Tomorrow is the deadline for legislative leaders to assure Gov. Huckabee that he runs no risk if he calls the General Assembly into session next week to rework public school funding for the current budget cycle. He wants assurances that both the Senate and House of Representatives will pass new school appropriations and funding formulas, or else he will not summon legislators to Little Rock.
This is a strange brand of leadership. Refuse to play the game until you know what the score will be. But Huckabee has a small, if too rigid, point. He need not waste the taxpayers’ money or his own political capital on a session if there is absolutely no chance of material progress toward complying with the state Supreme Court’s order to fund public schools at a level that promises to give every child an adequate education.
As of yesterday, Speaker Bill Stovall could reassure Huckabee that the House would deliver the necessary votes, but Senate leaders could not promise him a majority or even close to it. A few senators support the supplemental funding for this school year and the next devised by the interim Education Committee, others want even more money to close the gap between rich and poor schools and their teachers and to protect already poor schools that are losing students and state aid, and others are still mad that the Supreme Court ruled that they had not done their constitutional duty to fund education adequately. A few of those do not want to give education one more dime.
Prominent in the last category are Republican legislators, and Gov. Hucka-bee committed himself to try to convert his own flock to the cause of better education. We will learn tomorrow how much sway the governor has with his own party. Perhaps no more than President Bush now enjoys with congressional Repub-licans, but we hope the governor has preserved more capital with his party.
It ought to be an easy sell. The case that the legislature grossly underfunded the schools for the biennium was overwhelming. While the Supreme Court was closely divided on whether to hold the legislature’s 2005 work unconstitutional, no justice posited that it was sufficient.
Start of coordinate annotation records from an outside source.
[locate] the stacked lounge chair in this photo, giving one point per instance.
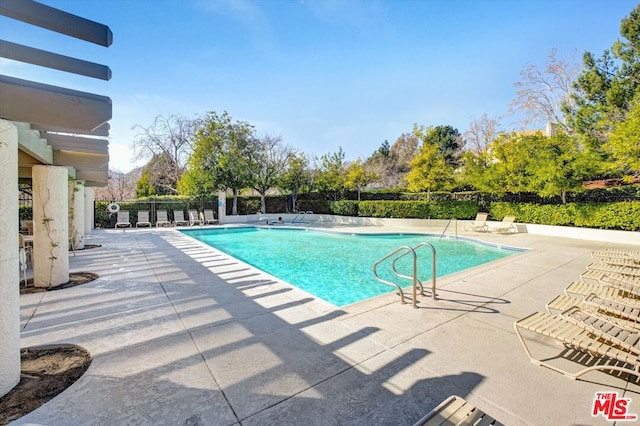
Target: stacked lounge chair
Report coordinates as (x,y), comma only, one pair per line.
(599,318)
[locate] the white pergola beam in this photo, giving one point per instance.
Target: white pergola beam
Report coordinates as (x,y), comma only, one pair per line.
(31,102)
(34,56)
(57,20)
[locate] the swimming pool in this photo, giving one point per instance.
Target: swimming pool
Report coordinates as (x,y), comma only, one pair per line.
(337,267)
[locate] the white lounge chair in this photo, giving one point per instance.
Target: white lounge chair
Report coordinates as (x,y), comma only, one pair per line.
(162,219)
(143,219)
(123,219)
(576,336)
(479,224)
(178,218)
(507,226)
(194,218)
(208,217)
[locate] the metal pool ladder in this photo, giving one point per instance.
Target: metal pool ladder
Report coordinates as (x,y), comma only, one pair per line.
(399,253)
(300,216)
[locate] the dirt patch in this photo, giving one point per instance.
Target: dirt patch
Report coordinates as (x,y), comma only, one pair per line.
(45,372)
(75,278)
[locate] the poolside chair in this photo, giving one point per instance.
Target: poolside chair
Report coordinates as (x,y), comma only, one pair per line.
(178,218)
(143,219)
(507,226)
(456,411)
(627,270)
(208,217)
(162,219)
(608,291)
(591,341)
(194,218)
(123,219)
(479,224)
(603,255)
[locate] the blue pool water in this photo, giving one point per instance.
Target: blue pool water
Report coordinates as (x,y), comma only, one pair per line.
(337,267)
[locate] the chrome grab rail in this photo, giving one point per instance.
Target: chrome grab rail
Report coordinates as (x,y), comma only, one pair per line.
(301,215)
(414,278)
(446,227)
(433,271)
(407,250)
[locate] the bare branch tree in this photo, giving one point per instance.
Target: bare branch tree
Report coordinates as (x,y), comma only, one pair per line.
(541,94)
(169,138)
(482,131)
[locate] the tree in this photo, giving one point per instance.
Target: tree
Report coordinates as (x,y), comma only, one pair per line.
(624,142)
(330,177)
(446,138)
(542,95)
(270,164)
(481,133)
(606,87)
(224,157)
(170,137)
(154,179)
(429,170)
(296,176)
(357,176)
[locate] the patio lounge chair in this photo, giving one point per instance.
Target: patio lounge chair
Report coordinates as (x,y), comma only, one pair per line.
(123,219)
(194,218)
(208,217)
(506,226)
(604,254)
(456,411)
(589,341)
(178,218)
(479,224)
(627,270)
(143,219)
(162,219)
(609,291)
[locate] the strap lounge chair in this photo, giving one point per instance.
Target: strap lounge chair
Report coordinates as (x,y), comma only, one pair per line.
(162,218)
(194,218)
(590,341)
(479,224)
(456,411)
(143,219)
(178,218)
(208,217)
(507,226)
(123,219)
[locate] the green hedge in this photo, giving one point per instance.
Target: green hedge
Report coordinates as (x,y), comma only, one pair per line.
(418,209)
(624,215)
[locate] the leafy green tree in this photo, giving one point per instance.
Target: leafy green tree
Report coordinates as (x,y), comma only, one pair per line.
(271,159)
(358,176)
(224,157)
(606,87)
(330,178)
(624,143)
(429,171)
(296,177)
(448,140)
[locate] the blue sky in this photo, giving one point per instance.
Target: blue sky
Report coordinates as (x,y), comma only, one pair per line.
(322,74)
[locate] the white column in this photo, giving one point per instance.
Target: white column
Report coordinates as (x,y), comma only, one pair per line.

A minority simply believed that the judgment should be left with the legislature unless a new challenge was filed.
Moreover, tax collections for two years have been running far ahead of projections and ahead of budgeted spending for all the government. So unless the money is diverted to the schools, it will pile up in the treasury to furnish lawmakers with another trough of money for pork-barrel spending in 2007 and beyond. The General Improvement Fund is a sort of tax-financed re-election chest for lawmakers. That is the lagniappe that so outraged Mike Wilson of Jacksonville that he brought suit last year to void the appropriations, stopping just two of them, but it remains a strong incentive for legislators to vote against education. Gov. Huckabee should remind his lawmaking friends that the public interest dictates something else.
Meantime, he should not demand 100 percent assurance of passage of school legislation before calling the session. It is the nature of the legislative process to produce compromise, and that is what will happen if people of goodwill are brought together for good purpose.